Submitted by 029187 t3_xtzmi2 in MachineLearning

So an attention layer has a Q, K, and V vector My understanding is the goal is to say for a given query q, how relevant is the value v.

From this the network learns which data is relevant to focus on for a given input.

But what I don't get is why this is effective. Don't DNNs already do this with weights? A neuron in a hidden layer can be set off by any arbitrary combination of inputs, so in principle something like attention should be able to naturally emerge inside of a DNN. For example, image recognition neural network may learn to focus on specific patterns of pixels and ignore others.

Why does hard coding this mechanism into the model so much benefit?

45

Comments

You must log in or register to comment.

hellrail t1_iqsvjt7 wrote

Transformers are graph networks applied on graph data, CNNs do not operate on graph data

0

suflaj t1_iqsw33w wrote

The self-attention mechanism evaluates relationships within the inputs. DNNs evaluate relationship between the input and the weights in the layer. Self-attention outputs the relationship between the inputs. DNNs just output the input transformed into another hyperspace.

30

029187 OP t1_iqsyxb4 wrote

The relationships between inputs are just mathematical functions. In principle, the DNN could also arrive at those functions. For example, if we imagine a dense network with >1 hidden layer, the first hidden layer is just looking at inputs and and their weights. But the subsequent layers are looking at combinations of the inputs and their weights, which could in principle be used to identify relationships. The more layers and nodes, the more complex the relationship. As DNNs are universal approximators, this must be true. (Although, clearly just because something can be approximated in theory doesn't mean the DNN will actually converge to it via backprop)

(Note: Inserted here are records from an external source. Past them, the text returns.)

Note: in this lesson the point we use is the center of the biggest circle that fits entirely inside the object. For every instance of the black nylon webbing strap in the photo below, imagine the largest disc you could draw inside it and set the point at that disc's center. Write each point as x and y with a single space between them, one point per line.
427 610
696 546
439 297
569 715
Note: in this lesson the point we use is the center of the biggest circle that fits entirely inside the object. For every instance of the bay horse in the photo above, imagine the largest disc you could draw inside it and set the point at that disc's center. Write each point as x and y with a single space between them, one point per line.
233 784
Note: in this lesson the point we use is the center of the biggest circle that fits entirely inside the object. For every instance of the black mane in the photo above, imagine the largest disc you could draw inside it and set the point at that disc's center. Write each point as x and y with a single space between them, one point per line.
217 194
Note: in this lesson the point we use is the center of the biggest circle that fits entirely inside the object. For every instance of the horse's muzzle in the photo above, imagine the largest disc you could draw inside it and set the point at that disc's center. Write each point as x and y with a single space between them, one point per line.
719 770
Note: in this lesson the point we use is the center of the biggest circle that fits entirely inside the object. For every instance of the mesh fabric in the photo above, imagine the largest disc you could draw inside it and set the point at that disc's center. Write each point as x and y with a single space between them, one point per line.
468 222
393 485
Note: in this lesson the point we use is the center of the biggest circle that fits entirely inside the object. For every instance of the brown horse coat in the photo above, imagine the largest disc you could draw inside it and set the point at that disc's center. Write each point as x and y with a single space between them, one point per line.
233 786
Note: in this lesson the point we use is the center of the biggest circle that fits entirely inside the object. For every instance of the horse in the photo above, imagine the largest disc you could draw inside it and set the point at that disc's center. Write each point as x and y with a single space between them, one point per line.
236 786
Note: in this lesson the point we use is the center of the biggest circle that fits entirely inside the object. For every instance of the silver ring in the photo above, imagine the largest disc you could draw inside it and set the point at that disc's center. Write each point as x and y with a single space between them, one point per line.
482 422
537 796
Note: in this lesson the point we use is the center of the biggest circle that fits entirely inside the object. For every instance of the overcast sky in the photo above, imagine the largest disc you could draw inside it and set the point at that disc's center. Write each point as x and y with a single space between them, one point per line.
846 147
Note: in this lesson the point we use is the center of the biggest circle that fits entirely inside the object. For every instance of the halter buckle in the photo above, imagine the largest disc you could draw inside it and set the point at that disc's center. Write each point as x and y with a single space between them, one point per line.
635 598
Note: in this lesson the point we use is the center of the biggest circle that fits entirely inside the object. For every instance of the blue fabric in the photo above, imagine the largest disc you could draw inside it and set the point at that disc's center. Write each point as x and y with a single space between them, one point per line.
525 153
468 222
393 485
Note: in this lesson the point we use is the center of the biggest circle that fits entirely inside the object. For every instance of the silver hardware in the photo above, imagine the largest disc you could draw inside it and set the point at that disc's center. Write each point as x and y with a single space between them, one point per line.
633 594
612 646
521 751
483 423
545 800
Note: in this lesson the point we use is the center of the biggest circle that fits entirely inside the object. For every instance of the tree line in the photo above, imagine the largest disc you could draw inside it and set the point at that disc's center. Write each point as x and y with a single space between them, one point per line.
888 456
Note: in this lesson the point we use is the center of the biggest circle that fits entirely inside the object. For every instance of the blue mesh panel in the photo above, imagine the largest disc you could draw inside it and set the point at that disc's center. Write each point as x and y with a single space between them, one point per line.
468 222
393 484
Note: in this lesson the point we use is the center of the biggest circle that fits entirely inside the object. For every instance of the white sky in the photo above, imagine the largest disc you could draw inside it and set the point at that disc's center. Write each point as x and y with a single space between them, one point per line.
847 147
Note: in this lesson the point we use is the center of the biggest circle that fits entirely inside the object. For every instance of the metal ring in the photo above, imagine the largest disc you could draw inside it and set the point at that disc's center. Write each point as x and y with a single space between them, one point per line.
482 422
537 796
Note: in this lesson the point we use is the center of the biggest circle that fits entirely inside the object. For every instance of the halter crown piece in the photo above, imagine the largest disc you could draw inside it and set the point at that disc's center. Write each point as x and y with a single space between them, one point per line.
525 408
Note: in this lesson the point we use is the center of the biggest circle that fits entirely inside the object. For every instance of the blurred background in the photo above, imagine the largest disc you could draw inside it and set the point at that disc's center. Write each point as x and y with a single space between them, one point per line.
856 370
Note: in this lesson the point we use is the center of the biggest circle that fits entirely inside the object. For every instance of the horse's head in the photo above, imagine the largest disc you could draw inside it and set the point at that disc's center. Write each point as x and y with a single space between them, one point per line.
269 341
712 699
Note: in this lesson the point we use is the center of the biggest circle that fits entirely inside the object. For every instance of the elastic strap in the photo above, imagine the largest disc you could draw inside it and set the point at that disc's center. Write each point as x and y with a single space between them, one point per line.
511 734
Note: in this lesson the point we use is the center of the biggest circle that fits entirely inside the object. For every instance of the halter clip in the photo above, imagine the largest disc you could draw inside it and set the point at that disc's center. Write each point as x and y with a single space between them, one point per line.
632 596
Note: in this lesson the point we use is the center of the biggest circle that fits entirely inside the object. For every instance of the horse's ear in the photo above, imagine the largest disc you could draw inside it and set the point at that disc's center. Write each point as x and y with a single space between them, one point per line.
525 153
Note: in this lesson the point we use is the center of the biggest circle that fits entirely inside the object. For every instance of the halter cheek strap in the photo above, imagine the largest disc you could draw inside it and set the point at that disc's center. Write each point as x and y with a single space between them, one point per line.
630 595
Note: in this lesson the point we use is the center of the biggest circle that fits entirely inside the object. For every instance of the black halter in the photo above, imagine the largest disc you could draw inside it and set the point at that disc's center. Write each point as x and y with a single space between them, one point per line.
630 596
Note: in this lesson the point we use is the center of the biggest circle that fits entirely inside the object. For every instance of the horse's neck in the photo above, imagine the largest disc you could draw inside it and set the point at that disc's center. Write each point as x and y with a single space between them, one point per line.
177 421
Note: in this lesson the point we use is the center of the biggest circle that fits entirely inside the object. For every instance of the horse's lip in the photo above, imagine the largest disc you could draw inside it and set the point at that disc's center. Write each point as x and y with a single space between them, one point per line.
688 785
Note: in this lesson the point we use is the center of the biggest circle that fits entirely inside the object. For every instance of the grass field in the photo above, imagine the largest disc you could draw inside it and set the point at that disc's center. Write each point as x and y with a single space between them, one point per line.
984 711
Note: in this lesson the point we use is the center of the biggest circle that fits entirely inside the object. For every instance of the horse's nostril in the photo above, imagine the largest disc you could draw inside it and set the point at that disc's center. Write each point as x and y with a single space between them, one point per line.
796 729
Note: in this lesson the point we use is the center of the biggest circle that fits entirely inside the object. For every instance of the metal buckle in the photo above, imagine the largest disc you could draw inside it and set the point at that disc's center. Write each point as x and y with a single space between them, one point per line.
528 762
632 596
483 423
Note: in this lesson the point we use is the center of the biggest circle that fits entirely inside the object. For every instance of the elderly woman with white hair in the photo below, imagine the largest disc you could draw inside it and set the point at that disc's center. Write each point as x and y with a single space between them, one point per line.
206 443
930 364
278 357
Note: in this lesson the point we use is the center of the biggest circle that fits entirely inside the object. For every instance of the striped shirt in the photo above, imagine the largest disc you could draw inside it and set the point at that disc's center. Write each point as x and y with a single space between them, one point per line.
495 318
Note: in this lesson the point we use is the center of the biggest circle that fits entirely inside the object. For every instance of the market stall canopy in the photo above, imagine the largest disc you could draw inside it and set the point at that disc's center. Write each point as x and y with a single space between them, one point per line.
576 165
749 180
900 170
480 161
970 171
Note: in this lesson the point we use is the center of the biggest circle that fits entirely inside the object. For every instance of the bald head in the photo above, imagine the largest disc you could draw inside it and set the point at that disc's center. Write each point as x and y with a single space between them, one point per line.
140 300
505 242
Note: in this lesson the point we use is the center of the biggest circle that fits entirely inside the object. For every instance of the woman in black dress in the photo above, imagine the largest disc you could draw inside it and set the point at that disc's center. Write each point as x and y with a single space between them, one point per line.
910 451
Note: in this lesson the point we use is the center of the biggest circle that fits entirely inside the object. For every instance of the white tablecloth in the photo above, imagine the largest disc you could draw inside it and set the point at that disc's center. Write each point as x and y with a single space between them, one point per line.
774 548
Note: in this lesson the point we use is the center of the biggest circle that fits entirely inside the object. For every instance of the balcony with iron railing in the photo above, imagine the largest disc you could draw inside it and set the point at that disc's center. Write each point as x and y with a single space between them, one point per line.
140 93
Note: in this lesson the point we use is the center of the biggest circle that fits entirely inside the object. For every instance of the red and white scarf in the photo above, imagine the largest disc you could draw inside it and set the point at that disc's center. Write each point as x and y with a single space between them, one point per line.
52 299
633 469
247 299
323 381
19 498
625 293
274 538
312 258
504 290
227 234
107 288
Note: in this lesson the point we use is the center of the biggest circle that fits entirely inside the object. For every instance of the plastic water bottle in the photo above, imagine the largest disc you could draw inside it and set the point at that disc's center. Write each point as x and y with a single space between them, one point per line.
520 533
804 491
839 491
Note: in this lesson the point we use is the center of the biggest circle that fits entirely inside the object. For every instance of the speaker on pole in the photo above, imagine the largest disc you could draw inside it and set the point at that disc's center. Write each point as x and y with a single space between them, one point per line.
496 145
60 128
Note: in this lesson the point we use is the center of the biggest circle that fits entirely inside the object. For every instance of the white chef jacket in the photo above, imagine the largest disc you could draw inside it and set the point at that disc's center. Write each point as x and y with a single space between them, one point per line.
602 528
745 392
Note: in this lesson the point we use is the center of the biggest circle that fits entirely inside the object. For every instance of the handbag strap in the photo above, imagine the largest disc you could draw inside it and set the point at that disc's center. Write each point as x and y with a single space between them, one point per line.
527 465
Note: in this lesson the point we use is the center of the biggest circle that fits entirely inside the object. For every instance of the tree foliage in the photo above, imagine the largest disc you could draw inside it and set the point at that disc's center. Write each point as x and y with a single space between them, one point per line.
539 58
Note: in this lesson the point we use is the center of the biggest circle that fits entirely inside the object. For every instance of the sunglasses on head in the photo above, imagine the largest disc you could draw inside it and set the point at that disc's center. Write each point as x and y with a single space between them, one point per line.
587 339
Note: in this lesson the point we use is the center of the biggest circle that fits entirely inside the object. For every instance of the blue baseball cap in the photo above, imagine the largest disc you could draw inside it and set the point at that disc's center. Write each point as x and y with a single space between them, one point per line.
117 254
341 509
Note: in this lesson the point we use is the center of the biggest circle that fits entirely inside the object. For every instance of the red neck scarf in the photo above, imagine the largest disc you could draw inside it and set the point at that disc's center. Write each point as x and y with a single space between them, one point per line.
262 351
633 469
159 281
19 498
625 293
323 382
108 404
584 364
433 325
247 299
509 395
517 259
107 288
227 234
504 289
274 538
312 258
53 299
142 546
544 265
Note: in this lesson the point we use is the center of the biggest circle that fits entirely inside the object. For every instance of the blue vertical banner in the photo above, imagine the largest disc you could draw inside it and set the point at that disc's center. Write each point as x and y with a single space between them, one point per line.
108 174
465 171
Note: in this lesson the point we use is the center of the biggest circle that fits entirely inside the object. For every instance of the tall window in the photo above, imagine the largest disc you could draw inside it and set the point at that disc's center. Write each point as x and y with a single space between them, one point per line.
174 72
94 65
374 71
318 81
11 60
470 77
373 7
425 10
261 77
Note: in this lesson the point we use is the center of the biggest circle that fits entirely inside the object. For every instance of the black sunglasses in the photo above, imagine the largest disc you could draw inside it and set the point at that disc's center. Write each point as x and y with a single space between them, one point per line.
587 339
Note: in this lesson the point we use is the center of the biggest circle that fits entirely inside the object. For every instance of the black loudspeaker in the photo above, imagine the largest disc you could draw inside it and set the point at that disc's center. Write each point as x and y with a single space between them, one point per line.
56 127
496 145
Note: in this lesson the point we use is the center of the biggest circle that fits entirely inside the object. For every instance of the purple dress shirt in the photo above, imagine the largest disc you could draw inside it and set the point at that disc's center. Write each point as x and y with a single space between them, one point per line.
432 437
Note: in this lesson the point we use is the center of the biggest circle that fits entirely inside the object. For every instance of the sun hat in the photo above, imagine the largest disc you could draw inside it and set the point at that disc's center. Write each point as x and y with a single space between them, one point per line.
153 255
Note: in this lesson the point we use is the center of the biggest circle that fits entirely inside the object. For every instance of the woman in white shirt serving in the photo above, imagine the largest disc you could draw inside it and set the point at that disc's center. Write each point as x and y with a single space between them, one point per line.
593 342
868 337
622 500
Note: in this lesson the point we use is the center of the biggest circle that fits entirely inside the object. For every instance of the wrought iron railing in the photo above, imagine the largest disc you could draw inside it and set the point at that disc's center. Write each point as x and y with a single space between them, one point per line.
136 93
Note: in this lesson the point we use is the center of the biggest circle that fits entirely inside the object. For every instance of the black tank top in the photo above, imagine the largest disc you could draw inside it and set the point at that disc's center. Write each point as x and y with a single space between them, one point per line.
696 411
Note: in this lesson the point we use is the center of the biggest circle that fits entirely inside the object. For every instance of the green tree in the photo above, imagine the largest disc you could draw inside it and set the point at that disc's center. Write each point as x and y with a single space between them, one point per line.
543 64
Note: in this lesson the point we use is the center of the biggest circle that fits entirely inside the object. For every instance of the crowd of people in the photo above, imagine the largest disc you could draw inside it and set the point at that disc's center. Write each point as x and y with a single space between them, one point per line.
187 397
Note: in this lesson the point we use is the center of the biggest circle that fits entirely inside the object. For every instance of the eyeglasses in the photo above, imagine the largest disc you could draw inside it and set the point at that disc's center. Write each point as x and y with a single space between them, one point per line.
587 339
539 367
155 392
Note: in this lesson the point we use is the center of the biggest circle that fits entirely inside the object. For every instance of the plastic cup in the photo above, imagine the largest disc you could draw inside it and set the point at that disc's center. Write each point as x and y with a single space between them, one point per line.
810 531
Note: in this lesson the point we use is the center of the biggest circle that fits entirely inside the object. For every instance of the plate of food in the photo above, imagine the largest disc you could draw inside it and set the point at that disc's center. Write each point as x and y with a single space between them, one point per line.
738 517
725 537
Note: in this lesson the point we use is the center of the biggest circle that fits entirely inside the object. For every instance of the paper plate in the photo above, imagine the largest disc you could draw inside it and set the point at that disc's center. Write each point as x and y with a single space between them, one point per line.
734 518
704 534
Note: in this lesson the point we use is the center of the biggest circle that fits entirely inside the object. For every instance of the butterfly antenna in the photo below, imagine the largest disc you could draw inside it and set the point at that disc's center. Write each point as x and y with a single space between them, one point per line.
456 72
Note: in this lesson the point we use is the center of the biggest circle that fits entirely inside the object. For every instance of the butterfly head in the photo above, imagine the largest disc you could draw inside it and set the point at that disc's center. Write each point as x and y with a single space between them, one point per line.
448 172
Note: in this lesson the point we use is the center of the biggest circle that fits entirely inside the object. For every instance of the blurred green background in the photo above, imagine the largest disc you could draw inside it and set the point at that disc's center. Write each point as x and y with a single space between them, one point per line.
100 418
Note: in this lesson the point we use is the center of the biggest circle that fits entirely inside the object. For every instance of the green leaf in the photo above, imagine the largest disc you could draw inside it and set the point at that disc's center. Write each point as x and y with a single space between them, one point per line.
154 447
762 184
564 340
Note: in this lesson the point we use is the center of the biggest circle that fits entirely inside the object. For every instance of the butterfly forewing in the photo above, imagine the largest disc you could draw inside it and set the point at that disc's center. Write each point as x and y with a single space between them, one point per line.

Clearly though in a lot of use cases the attention network is converging faster and more accurately.

Has there been a lot of research on what in particular allows the attention layers to achieve this?

8

029187 OP t1_iqsz9t7 wrote

Yeah I get why the non-locality is useful, as CNNs group data locally, which doesn't make sense in graph data (the relevant word could be very far away in the sentence)

But a densely connected deep neural network already should have what it needs to map out any arbitrary function relating nodes on a graph.

4

suflaj t1_iqt1v5b wrote

> In principle, the DNN could also arrive at those functions.

With a very sparse deep FC network - sure. But in practice it will not happen to any extent it is done in self-attention. In practice it is hard to even reduce the number of transformer blocks and imitate at certain checkpoints, let alone emulate a self-attention with any number of FC layers in series.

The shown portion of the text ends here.